According to the calculation log2(0.5) = -1 so does that mean you need a base -1 number system?
😂😂😂
Analog computing
Excellent Explanation !! can you please make a video on speculative streaming
Technically impressive that its possible however I only see limited application for this. Pactically most models below 8 bit quantization are way less "aware" of input and context. If I alter a situation ina 8b model it can adjust its output accordingly any model below that is very rigid. That being said maybe you can metigate those effects when you train them on that quantization to begin with and not compress it when it was trained on higher values if it makes sense what I say...
Will this work for CNN or only LLM? Does the training still need to used GPU's or is this only an inference benefit. I don't see any examples or data other than this Paper.
Does this technology make Nvidia's tech and NPUs obsolete?
Noob Question… so binary/ternary quantization has been around for a while… which part was the major innovation/discovery in BitNet paper?
Mainly that a model can be trained from scratch using binary weights and still be competitive in terms of perplexity and accuracy.
very cool
we need the code
I found an implementation already on pip under the name "bitnet". From looking at the code they fully implemented the first paper and are making the changes now to implement the changes in the second paper. They even have a bitnet version of llama(bit_llama) in the repo. They also have a function where you can replace all of the linear layers in a model with bitlinear layers.
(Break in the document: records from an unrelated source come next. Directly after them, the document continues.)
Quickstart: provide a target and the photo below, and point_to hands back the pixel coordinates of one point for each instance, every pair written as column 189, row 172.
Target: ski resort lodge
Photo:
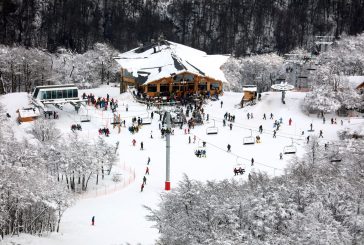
column 170, row 69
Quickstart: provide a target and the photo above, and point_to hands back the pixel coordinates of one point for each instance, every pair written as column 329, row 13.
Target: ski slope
column 119, row 215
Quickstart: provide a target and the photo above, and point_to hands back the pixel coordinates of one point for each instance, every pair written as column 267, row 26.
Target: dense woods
column 238, row 27
column 40, row 176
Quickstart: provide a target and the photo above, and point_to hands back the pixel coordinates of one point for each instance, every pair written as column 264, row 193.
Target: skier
column 261, row 129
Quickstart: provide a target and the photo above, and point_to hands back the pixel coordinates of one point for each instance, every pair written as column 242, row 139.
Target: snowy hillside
column 119, row 214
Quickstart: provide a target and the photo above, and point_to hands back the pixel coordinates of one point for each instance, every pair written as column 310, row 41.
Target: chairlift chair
column 249, row 140
column 146, row 121
column 212, row 130
column 85, row 118
column 290, row 149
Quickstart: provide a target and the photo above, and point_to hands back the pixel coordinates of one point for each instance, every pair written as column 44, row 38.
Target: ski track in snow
column 120, row 216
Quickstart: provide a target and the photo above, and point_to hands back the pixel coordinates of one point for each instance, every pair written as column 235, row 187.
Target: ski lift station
column 250, row 92
column 57, row 95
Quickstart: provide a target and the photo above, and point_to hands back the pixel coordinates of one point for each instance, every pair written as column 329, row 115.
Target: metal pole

Hi bro, could you recommand me a large Model which can provide girlfriend API , or I can fine tune it to be a girlfriend model? I need an uncensored model for girl friend role. (not be NSFW, just to be a warm girl friend, when you ask her "can you be my girlfriend", the model won't reply "I am a AI model", that is so annoying) , or any other way to solve the problem. I whatched your video" Talking to girlfriend", but I worried that the Model you mentioned might be outdated. I am looking forward to your reply .Thank you!
I don't think LLMs should be used for this task, you can interact with them thats ok but a "girlfriend" is something between humans. You shouldn't make money on the back of lonely people and even its free its unhealthy to form a forced realtionship with a machiene (apart from being morally and ethically questionable).